Lots of people get on the buses to sell things. Lots of things. All kinds of things. I think I need to start a list of all the stuff I see people selling. But the funniest part is not what they are selling. Instead, it is the way that they present it. they usually get up to the front of the bus and give some kind of a little speech that goes something like this:
"Good afternoon distinguished passengers of this bus. I beg your pardon for the noise I'm about to make, but I would like to take the opportunity to show you this incredible offer here today. I present to you this wallet / bag of caramels / bunch of pencils / English phrase book / herbal ointment remedy for some ailment I couldn't understand."
He then goes on the explain why you just can't resist this offer and what the item normally sells for in stores. Here's the other funny part: everything I've seen being sold on the buses always costs $1 (be it the wallet, caramels, pencils, phrase book or the herbal remedy). They then proceed to walk down the aisle of the bus stopping at each seat to dangle the must-have-item in front of each and every passenger. I have to give these guys credit. They are usually really good salesmen, even if they are selling pencils, caramels, etc. They could give that Oxi-Clean guy a run for his money.

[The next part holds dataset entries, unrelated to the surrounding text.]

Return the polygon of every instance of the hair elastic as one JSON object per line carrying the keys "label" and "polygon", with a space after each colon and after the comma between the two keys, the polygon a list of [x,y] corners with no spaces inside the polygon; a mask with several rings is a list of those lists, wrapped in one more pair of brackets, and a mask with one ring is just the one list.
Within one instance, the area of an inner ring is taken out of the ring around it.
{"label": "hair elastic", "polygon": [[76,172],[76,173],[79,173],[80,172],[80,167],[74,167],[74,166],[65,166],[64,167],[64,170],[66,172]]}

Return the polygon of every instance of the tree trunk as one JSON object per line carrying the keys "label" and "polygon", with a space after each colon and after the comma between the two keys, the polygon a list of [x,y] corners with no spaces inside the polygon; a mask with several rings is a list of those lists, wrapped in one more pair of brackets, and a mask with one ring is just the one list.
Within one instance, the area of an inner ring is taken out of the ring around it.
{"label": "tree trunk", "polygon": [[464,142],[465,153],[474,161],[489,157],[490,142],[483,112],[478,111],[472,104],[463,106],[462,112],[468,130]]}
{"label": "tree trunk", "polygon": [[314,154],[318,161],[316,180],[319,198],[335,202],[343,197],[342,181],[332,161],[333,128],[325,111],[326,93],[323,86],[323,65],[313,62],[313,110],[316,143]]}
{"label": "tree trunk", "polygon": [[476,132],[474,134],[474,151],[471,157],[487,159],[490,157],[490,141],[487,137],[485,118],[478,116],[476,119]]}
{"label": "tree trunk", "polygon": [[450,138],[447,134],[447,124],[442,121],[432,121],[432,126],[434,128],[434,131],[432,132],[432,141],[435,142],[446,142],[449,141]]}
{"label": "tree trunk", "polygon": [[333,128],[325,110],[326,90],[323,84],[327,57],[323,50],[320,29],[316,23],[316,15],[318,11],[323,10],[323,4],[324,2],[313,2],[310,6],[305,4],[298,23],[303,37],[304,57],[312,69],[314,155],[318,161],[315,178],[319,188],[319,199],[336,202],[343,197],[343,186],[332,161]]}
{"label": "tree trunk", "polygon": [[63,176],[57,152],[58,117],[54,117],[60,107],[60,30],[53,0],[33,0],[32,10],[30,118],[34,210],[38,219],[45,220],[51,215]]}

I also just like the fact that they make such an effort to incorporate a few words of courtesy, even if they are noisily interrupting your relaxing bus ride.
Wednesday, July 21, 2010
After several months of applications, essays, interviews, doctors appointments, phone calls, emails and much, much waiting... I am finally in El Salvador!
We arrived this morning around 6am after spending one day in LA for orientations. We are now in a town called San Vicente, which is about an hour east of the capital, San Salvador. We are staying at a local hotel located just a few blocks from the Peace Corps training center. Everybody here is really looking forward to Friday, because that is when we will be moving in with our host families for the remainder of training.
El Salvador is just like I remember it: beautiful and filled with some of the warmest people you will ever meet. We are in the rainy season right now, so it is fairly muggy, which I can already tell is going to be a bit of an adjustment for me. But it definitely provides for some spectacular greenery that covers the mountainous regions of the country. I haven't taken any pictures yet, but when I do I'll try to post some on here.
I have yet to see a single mosquito today, but we've all already started our weekly doses of anti-malaria medication and been given the ubiquitous mosquito nets for when we arrive at our host families' homes.
There are still lots of unknowns that will only be answered with time. A lot of things depend on where our host family for training lives and which site we eventually get assigned to for the 2 years of service. If you have any questions, feel free to leave them in a comment; I'll do my best to answer them! Hope everyone is having a great week!